After five years of negotiations, the twelve member countries of the Trans-Pacific Partnership (TPP) agreement have reached consensus on its general terms. While the TPP encompasses a broad array of trade-related issues, exclusivity periods for biological products was one of the most controversial issues, and, according to reports, was the “final sticking point” before coming to an actual agreement.1
In the United States, the Biologics Price Competition and Innovation Act (BPCIA) provides a twelve-year period of exclusivity for biologics. Similarly, the European Union, though not involved in the TPP, has a ten-year term of protection for biologics, made up of eight years of data exclusivity and two years of marketing exclusivity.2 During the negotiations, the U.S. trade representative proposed twelve years of exclusivity, mirroring the BPCIA. Australia, however, led opposition to the U.S. proposal and instead fought for a five-year period, which reflects its domestic law.3 Among the TPP member countries, the United States has the longest period of biologics exclusivity, followed by Japan and Canada, both providing eight years. By contrast, the remaining countries, including Chile, Malaysia, New Zealand, and Singapore, provide five or fewer years of data exclusivity, and Brunei, Mexico, Peru, and Vietnam do not grant exclusivity periods for biologics. 4,5,6,7
According to reports and leaked texts, the TPP sets forth two possible market exclusivity schemes for biologics. Under the first option, parties must provide eight years of regulatory data protection for new biologics, beginning on the date of first marketing approval.8 Under the second option, parties must “deliver a comparable outcome in the market” through a five-year period of regulatory data protection and “other measures.”9 In effect, the second option appears to formally require only a five-year period of data exclusivity. Statements by Australia’s trade minister reinforce that interpretation, as he has said that Australia will not need to change its laws to comply with the TPP biologics provisions.10 The TPP, as currently proposed, mandates minimum protections for biologics, but does not set a maximum term. Therefore, a country might still comply with the TPP even if its exclusivity period is greater than five years.11
Even though the twelve member countries reached a consensus, implementation of the TPP in the United States is far from a certainty. Like other U.S. trade agreements, the TPP is treated as a congressional-executive agreement rather than a treaty.12 As a result, the President and his trade representative may negotiate the agreement, but it has legal force only if it is approved by Congress.13 However, Congress does not vote on the actual TPP; rather it must approve “implementing legislation.” Implementing legislation contains provisions that amend existing and create new U.S. federal laws in order to comply with the TPP.14
The 2015 Trade Promotion Authority (TPA) dictates most of the procedural steps for implementation of the TPP. Once the text of the TPP is finalized, the TPA requires the President give Congress 90 days’ notice before signing the agreement. Once the President has signed the agreement, he must draft the implementing legislation and submit it to Congress. However, before submitting the legislation, the President must: (1) obtain an ITC assessment of the probable economic effect of the agreement; (2) submit a list of required changes to U.S. law to comply with the agreement; and (3) submit a statement of administrative action proposed to implement the TPP.15 Once the bill is introduced, Congress has 90 days to pass or reject the legislation, during which time the bill must get through the House Ways and Means and Senate Finance Committees, and each house of Congress must vote to approve it.16 If Congress passes the TPP and the President signs it, the TPP takes effect only after the President notifies Congress and all TPP member countries that U.S. law conforms with the TPP.
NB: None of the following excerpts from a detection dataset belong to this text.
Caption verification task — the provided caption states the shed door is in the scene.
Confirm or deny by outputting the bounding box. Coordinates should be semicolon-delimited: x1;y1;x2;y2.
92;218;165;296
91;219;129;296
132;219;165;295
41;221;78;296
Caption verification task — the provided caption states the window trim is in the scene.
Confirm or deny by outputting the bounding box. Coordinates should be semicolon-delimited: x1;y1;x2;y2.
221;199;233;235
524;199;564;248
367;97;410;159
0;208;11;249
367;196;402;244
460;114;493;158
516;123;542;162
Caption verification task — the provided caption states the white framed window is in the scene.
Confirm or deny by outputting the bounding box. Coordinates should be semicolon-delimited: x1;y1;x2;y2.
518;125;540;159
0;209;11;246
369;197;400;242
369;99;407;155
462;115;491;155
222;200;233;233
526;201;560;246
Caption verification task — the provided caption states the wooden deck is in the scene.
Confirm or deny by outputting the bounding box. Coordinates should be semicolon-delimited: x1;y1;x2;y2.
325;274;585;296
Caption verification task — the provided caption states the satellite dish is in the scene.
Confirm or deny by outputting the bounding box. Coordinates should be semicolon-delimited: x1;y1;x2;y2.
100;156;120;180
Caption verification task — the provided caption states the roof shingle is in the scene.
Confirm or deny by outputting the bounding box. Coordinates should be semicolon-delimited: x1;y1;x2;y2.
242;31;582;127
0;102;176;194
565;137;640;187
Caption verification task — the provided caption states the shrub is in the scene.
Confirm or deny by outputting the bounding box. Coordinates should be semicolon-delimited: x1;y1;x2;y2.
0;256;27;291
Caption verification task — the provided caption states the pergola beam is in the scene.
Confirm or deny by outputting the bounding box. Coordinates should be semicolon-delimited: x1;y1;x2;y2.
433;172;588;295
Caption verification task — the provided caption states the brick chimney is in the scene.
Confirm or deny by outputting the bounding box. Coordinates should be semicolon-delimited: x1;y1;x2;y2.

In light of widespread criticism, it may not be easy to win congressional approval of the TPP.17 Separate from other political issues concerning the effect of the TPP, members of Congress have expressed support for strong intellectual property protections, and specifically a twelve-year period of data exclusivity for biologics.18 Most notably, Senator Orrin Hatch, who chairs the Senate Finance Committee, had demanded strong protections for American pharmaceutical products, including biologics.19 Thus, it is still unclear as to whether biologics in the United States will lose their current twelve years of exclusivity.
Since reaching an agreement on October 5, 2015, the member countries have been drafting the final text. Much of the pharmaceutical industry has expressed disappointment that the TPP would not mandate a twelve-year exclusivity period.20 However, manufacturers of biosimilars have applauded the five-year period as balancing patient access and economic growth.21 The ultimate effect of the TPP internationally is still unclear and will be contingent on the final text of the agreement.